We went absolutely bonkers when that ball dipped into the far end of the goal over the frantically back pedaling Rimando, and Quintero went to the corner flag to take a theatric and well-deserved bow.

July 14, 2018 - Minneapolis, Minnesota, United States - Real Salt Lake goalkeeper Nick Rimando (18) leaps in vain to save Minnesota United forward Darwin Quintero's shot to score a goal in the 62' minute of the Minnesota United vs Real Salt Lake match at TCF Bank Stadium. 

(Photo by Seth Steffenhagen/Steffenhagen Photography)
July 14, 2018 - Minneapolis, Minnesota, United States - Real Salt Lake goalkeeper Nick Rimando (18) leaps in vain to save Minnesota United forward Darwin Quintero’s shot to score a goal in the 62’ minute of the Minnesota United vs Real Salt Lake match at TCF Bank Stadium. (Photo by Seth Steffenhagen/Steffenhagen Photography)

Goal #4

Mason Toye vs. Portland Timbers: August 7, 2019

Ah Mason Toye, we hardly knew ye.

Toye had a stretch in the summer of 2019 that . . . let’s not talk about it too much, or I will become sad, and this is supposed to be a happy column. What I liked about this goal was not just the occasion – the game-winner in the semi-finals of the US Open Cup – but also the vintage Kevin Molino delivery. Molino took the ball deep in his own half, looked up and saw Toye streaking upfield off the back shoulder of Portland’s last defender. Molino lofted a perfectly weighted pass that landed deep in enemy territory, where Toye settled it with his right foot, then slotted it with his left into the far side panel. Cue maracas.

Goal #5

Kevin Molino vs. Sporting Kansas City: December 3, 2020

There’s so much to like about this one that I hardly know where to start, but let’s begin with the elegant interplay between Emanuel Reynoso and Romain Metanire. Metanire darts into a pocket of space near the top of the box, and he and Reynoso perform a give and go that seems to lull the Sporting defense into a confused and sleepy trance. Cue symphonic music now and watch it in slow mo, and you will see Reynoso glance up to recognize that Molino has drifted into a dangerous area right along the back line of Kansas City’s defense with his back to the goal.

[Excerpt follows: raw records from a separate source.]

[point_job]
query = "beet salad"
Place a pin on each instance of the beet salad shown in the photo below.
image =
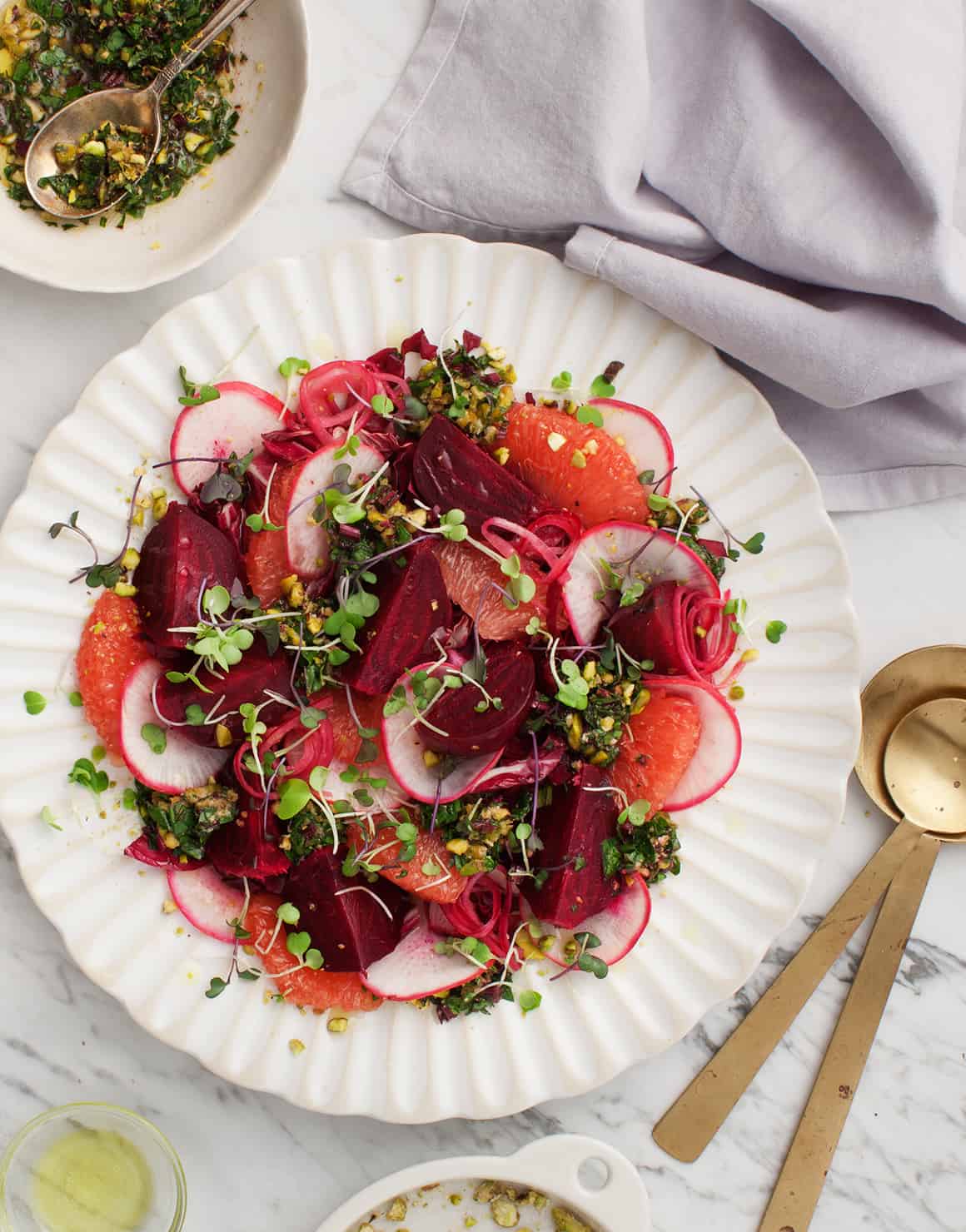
(414, 675)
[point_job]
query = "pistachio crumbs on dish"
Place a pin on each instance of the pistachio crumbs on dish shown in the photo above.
(411, 715)
(56, 51)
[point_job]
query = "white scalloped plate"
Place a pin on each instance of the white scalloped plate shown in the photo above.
(749, 854)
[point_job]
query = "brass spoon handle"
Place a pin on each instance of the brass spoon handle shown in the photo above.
(699, 1113)
(809, 1155)
(195, 46)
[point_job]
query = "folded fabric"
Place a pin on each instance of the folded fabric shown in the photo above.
(781, 176)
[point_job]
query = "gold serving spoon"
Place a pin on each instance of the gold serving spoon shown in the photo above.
(699, 1113)
(924, 772)
(139, 110)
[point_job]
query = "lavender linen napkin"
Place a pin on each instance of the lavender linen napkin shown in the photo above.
(785, 177)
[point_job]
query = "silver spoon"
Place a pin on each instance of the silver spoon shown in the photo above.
(135, 108)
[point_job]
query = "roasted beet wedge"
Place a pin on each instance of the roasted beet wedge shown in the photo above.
(451, 472)
(511, 678)
(573, 828)
(647, 630)
(413, 605)
(257, 674)
(249, 846)
(182, 554)
(351, 923)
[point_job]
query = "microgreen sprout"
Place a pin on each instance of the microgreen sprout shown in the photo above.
(261, 521)
(85, 774)
(774, 631)
(35, 703)
(195, 393)
(590, 415)
(106, 574)
(753, 544)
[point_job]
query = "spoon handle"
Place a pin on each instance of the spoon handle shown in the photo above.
(218, 22)
(809, 1157)
(699, 1113)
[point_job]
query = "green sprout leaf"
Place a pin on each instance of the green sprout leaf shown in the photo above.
(35, 703)
(774, 631)
(529, 1001)
(292, 798)
(601, 388)
(293, 367)
(154, 737)
(298, 942)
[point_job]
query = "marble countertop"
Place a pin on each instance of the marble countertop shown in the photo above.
(254, 1162)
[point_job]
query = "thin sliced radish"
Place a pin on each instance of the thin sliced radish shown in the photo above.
(619, 926)
(232, 424)
(206, 902)
(719, 748)
(406, 754)
(416, 970)
(631, 551)
(644, 436)
(307, 542)
(182, 764)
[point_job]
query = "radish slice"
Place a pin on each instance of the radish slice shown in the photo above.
(632, 551)
(619, 926)
(307, 544)
(414, 970)
(232, 424)
(206, 902)
(405, 753)
(719, 748)
(182, 764)
(644, 436)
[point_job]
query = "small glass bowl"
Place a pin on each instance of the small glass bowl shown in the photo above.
(169, 1198)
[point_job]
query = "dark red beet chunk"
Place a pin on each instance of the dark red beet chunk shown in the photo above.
(511, 678)
(413, 605)
(647, 630)
(350, 931)
(249, 846)
(182, 554)
(248, 680)
(572, 828)
(451, 472)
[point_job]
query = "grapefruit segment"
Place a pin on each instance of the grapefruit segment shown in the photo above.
(681, 748)
(112, 643)
(573, 466)
(644, 436)
(311, 990)
(475, 584)
(266, 557)
(439, 883)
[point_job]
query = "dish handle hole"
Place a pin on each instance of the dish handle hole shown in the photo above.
(594, 1175)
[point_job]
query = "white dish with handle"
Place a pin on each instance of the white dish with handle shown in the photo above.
(585, 1177)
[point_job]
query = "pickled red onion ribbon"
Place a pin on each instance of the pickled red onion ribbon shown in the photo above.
(319, 388)
(701, 657)
(555, 559)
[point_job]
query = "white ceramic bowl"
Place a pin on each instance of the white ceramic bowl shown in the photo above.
(177, 236)
(557, 1167)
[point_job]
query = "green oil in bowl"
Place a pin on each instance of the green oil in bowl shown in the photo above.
(92, 1180)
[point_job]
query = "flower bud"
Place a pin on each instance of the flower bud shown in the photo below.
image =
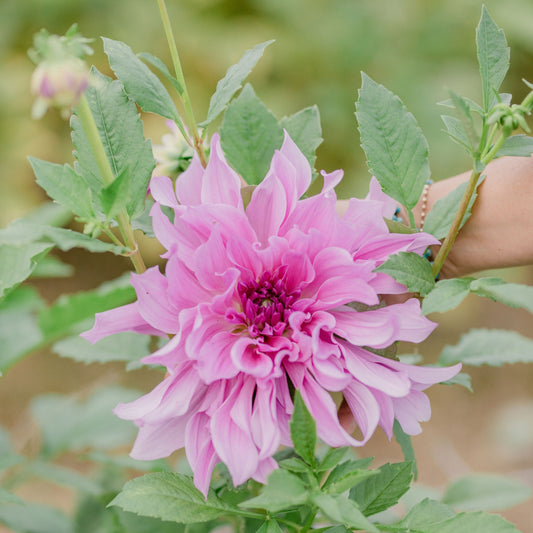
(58, 84)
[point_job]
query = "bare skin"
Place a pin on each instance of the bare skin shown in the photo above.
(498, 234)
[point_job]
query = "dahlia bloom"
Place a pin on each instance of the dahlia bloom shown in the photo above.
(259, 298)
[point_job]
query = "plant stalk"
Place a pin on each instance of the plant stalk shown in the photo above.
(84, 113)
(185, 98)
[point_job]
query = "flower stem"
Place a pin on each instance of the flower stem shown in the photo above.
(87, 120)
(189, 113)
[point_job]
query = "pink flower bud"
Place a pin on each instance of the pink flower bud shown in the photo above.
(58, 84)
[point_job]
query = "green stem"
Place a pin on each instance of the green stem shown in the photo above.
(189, 113)
(84, 113)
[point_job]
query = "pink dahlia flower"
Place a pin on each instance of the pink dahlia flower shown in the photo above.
(260, 297)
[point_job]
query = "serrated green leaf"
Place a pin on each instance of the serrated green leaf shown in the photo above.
(171, 497)
(127, 347)
(282, 491)
(345, 476)
(440, 218)
(382, 491)
(71, 311)
(249, 136)
(140, 83)
(411, 270)
(34, 518)
(303, 431)
(17, 262)
(343, 511)
(516, 145)
(426, 514)
(455, 129)
(121, 133)
(485, 493)
(493, 56)
(489, 347)
(511, 294)
(305, 130)
(65, 186)
(394, 145)
(159, 65)
(232, 81)
(406, 445)
(447, 294)
(69, 424)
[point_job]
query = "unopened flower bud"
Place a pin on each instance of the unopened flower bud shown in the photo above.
(58, 84)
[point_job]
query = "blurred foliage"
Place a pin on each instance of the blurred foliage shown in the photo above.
(417, 48)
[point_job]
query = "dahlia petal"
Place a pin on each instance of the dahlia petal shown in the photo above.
(125, 318)
(159, 440)
(324, 411)
(375, 374)
(233, 445)
(189, 183)
(411, 410)
(221, 184)
(364, 408)
(152, 297)
(162, 191)
(267, 208)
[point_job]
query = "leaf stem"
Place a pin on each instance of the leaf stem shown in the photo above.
(84, 113)
(185, 98)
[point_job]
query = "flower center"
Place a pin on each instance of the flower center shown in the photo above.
(266, 305)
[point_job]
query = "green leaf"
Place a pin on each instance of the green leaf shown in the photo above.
(489, 347)
(426, 514)
(128, 347)
(511, 294)
(71, 311)
(493, 56)
(395, 147)
(305, 130)
(270, 526)
(232, 81)
(485, 493)
(406, 445)
(171, 497)
(345, 476)
(65, 186)
(343, 511)
(516, 145)
(69, 424)
(472, 523)
(52, 267)
(411, 270)
(440, 218)
(63, 476)
(333, 457)
(283, 491)
(17, 262)
(382, 491)
(159, 65)
(140, 83)
(34, 518)
(456, 130)
(447, 294)
(121, 132)
(249, 136)
(303, 431)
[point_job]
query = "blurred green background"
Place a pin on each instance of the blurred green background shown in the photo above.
(416, 48)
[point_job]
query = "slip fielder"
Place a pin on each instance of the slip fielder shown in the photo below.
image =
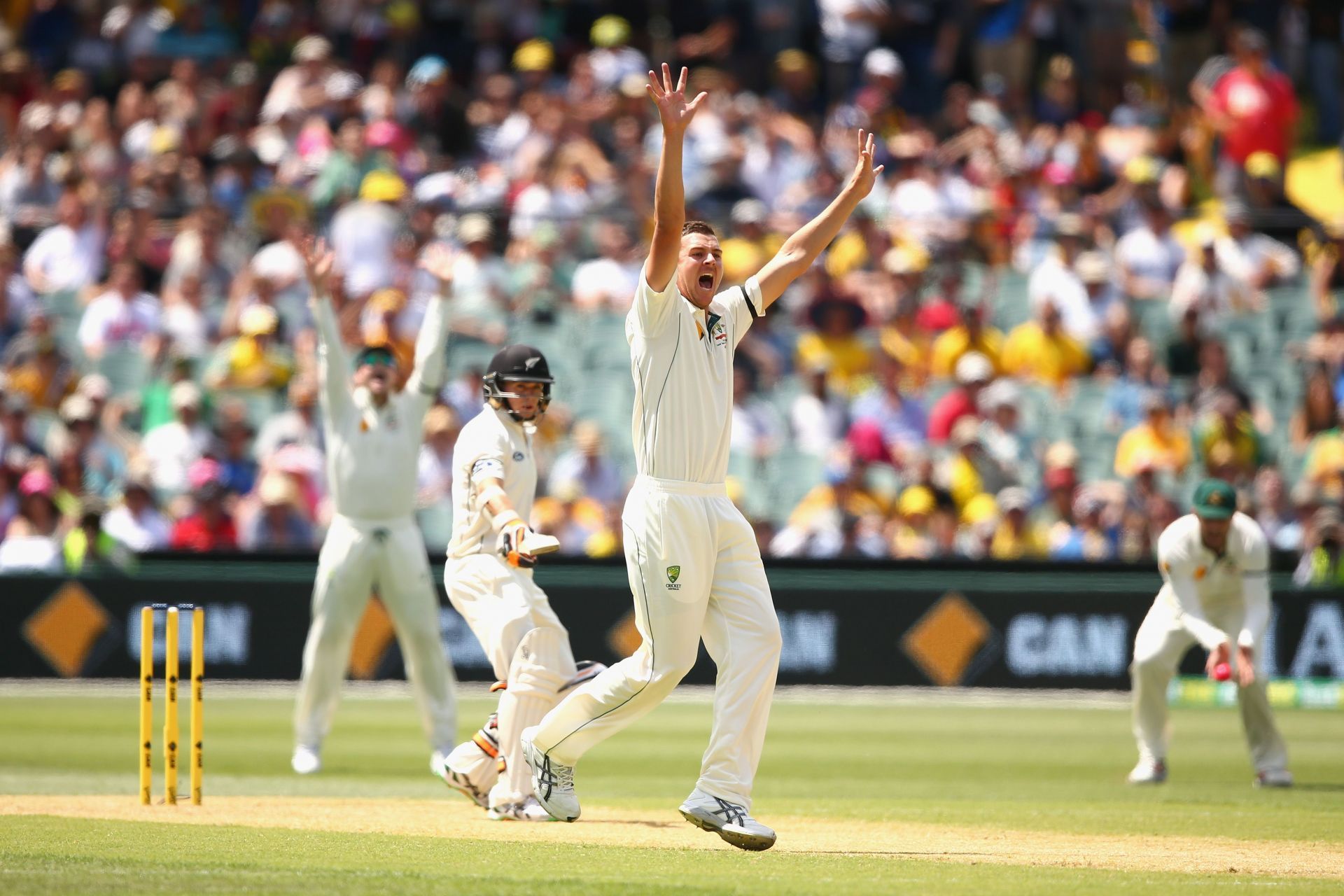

I hope you still have the symphony music going, because next Reynoso lofts the ball in a comely arc and Molino – who now hears the music too — watches the ball float over his head, tracks it, and executes a half spin in order to volley it far post while falling to the ground.

You look back to see that Reynoso – who was of course holding the batons all along – do that dramatic gesture conductors use to make the orchestra do that loud ending thing – a crescendo? – and then we all go nuts.

Now that is my happy place. Cue Wonderwall.